De wetgever heeft al lang geleden antimisbruikmaatregelen genomen tegen zulke rente-aftrekconstructies (anti base erosion and profit shifting (BEPS)). De belangrijkste is artikel 10a Wet op de vennootschapsbelasting (Vpb), door belastingadviseurs liefkozend Tina genoemd (tien-a). Die bepaling is moeizaam leesbaar en kan zelf weer ontweken worden, bijvoorbeeld door de verbondenheidscriteria te omzeilen. Daardoor rees de vraag: als Tina niet werkt, kan de fiscus zich dan nog op het ongeschreven antimisbruikleerstuk fraus legis beroepen? Het antwoord lijkt er te zijn, maar de rechtspraak is niet heel doorgrondelijk: genuanceerd, met hoofdregels en uitzonderingen en niet steeds consistent ogend. Zie bijvoorbeeld de tweede cassatie in de zaak van de overname van de brillenketen: ECLI:NL:HR:2025:1250.
Maar duidelijk lijkt dat niet-toepasselijkheid van Tina niet steeds bescherming biedt tegen toepassing van fraus legis. Daardoor rijst de vraag of we Tina niet de bons moeten geven. Sinds kort hebben we immers ook nog, daartoe verplicht door artikel 6 van de EU-antimisbruikrichtlijn (ATAD1 I), artikel 29j Wet Vpb. Die bepaling verplicht de EU-lidstaten om alle kunstmatige fiscale constructies te negeren die een belastingvoordeel beogen dat het doel of de toepassing van de winstbelasting ondermijnt. Een constructie is kunstmatig als zij niet is opgezet om geldige zakelijke (niet-fiscale) redenen die de economische realiteit weerspiegelen. Rente-aftrekconstructies zijn per definitie gericht op belastingvoordeel en vrijwel altijd kunstmatig omdat zij een commercieel onverklaarbare omweg langs een tax haven en commercieel onverklaarbare, want (behalve fiscaal) nutteloze schulden tussen gelieerde partijen bevatten.

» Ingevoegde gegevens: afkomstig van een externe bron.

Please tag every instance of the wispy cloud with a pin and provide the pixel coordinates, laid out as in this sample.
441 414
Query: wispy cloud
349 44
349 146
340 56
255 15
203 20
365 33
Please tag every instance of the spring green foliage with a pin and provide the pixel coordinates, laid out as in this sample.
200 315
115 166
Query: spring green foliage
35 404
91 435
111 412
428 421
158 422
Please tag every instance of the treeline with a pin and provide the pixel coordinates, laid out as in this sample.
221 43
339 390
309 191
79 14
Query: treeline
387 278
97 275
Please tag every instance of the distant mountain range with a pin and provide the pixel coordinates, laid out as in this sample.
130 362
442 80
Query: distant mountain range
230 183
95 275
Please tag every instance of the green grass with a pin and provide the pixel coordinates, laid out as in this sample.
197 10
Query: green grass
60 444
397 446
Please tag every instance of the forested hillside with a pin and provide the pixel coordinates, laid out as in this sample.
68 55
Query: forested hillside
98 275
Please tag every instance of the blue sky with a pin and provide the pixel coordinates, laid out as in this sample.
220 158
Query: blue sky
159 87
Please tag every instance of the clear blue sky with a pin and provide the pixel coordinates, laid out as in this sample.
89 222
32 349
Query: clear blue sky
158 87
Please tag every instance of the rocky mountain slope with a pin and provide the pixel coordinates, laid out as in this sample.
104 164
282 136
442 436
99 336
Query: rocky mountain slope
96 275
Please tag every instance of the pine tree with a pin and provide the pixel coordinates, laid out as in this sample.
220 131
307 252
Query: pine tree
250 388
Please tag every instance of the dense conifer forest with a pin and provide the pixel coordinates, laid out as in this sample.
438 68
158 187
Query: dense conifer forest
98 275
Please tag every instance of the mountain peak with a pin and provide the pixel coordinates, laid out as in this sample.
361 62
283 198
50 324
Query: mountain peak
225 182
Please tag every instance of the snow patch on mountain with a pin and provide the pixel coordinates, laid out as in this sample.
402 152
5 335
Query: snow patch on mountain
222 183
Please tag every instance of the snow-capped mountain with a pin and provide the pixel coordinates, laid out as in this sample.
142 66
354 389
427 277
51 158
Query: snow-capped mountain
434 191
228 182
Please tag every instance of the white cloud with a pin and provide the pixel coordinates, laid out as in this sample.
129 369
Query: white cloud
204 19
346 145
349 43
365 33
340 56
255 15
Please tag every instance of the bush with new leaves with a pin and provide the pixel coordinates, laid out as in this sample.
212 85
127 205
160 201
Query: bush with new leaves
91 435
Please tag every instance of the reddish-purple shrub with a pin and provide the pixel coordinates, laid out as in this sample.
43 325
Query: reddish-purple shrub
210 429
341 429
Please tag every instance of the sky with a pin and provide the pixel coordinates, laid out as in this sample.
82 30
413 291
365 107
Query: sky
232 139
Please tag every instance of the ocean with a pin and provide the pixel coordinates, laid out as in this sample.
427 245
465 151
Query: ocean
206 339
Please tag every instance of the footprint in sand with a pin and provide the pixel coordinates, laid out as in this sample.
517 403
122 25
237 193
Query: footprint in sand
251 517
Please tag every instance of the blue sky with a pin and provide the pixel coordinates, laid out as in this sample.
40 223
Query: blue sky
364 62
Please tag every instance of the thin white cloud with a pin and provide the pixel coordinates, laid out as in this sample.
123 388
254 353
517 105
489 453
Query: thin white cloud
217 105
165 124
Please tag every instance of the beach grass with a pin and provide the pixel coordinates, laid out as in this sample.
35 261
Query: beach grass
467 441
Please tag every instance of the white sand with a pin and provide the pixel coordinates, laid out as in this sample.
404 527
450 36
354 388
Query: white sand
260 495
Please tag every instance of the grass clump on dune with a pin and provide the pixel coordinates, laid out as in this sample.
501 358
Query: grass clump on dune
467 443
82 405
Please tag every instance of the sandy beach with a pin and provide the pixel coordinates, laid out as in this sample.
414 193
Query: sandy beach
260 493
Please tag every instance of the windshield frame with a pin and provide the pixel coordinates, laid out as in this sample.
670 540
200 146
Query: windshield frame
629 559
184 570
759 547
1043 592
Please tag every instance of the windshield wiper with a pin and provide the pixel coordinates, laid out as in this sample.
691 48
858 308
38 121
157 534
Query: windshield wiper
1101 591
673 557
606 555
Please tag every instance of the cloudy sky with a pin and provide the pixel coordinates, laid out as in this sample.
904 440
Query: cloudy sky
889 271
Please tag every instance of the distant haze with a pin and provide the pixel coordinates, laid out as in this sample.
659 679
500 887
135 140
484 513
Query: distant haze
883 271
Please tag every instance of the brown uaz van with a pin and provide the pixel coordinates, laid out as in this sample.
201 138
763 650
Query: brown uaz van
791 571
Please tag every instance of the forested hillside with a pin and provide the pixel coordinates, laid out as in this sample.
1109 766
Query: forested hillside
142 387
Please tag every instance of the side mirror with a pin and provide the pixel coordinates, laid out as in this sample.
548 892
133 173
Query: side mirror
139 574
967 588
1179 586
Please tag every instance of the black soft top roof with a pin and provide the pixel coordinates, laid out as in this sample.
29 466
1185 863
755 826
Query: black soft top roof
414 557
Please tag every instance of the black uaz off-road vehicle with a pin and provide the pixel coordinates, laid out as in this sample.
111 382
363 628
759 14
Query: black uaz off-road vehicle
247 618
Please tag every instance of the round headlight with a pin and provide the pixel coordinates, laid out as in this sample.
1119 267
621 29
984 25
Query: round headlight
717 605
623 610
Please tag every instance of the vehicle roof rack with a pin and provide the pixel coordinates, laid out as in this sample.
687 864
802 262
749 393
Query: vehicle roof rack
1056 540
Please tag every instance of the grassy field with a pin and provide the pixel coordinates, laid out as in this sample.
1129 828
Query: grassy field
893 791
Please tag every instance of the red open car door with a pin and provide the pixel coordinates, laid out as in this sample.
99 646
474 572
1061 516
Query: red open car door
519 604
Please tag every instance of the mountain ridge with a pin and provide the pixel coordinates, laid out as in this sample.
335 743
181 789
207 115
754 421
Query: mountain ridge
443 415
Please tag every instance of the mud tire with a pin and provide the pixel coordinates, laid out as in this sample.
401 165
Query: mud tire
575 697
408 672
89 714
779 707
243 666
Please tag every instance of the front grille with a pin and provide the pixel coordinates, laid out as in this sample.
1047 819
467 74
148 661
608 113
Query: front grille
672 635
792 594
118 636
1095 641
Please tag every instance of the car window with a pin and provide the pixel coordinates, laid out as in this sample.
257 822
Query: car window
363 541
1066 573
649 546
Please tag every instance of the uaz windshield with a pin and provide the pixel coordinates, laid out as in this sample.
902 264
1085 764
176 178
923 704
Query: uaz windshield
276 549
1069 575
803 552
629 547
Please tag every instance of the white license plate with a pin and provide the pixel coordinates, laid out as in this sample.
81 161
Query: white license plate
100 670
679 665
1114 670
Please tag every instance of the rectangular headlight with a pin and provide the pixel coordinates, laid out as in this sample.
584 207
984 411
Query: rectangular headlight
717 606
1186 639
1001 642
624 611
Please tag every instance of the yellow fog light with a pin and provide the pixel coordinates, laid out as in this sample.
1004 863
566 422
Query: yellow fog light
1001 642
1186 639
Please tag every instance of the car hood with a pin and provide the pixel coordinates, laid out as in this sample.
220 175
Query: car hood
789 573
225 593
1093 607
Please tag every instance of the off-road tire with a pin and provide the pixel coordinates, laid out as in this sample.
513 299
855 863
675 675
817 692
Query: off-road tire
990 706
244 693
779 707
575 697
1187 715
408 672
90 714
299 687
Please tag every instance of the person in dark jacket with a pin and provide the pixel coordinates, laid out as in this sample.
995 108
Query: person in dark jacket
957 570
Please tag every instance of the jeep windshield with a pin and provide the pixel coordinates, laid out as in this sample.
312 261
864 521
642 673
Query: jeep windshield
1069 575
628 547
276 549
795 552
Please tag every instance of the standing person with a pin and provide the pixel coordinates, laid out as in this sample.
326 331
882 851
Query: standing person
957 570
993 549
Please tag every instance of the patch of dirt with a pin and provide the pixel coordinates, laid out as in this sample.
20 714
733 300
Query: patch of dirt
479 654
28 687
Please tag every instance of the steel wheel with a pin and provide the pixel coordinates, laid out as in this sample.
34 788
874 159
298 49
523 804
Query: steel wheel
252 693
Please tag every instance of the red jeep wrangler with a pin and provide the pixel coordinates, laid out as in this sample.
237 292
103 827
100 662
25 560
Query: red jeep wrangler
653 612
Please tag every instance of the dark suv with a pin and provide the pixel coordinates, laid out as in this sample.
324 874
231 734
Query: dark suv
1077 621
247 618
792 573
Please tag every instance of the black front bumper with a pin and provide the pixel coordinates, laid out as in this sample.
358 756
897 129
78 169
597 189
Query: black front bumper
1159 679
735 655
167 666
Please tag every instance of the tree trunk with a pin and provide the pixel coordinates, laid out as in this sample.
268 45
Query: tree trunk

Daarmee kunnen we in alle gevallen uit de voeten, lijkt mij. Tina lijkt weliswaar meer rechtszekerheid te bieden doordat specifieke verbondenheidscriteria en specifieke ‘verdachte’ rechtshandelingen en financieringen worden aangewezen, maar: (a) als omzeiling daarvan geen garantie biedt tegen toepassing van fraus legis of artikel 29j Wet Vpb, bestaat die rechtszekerheid toch niet, en (b) waarom zouden agressieve, uiterste grenzen opzoekende antifiscale constructeurs rechtszekerheid moeten hebben? Duidelijke criteria zien zij alleen maar als behulpzaam: dan weet je hoe je je constructie niet in elkaar moet zetten. Weg met Tina!
Dit Vooraf is gepubliceerd in NJB 2025/2567, afl. 35
Afbeelding: ©istock
Voetnoot
1 Anti tax avoidance directive, Richtlijn (EU) 2016/1164 van de Raad van 12 juli 2016.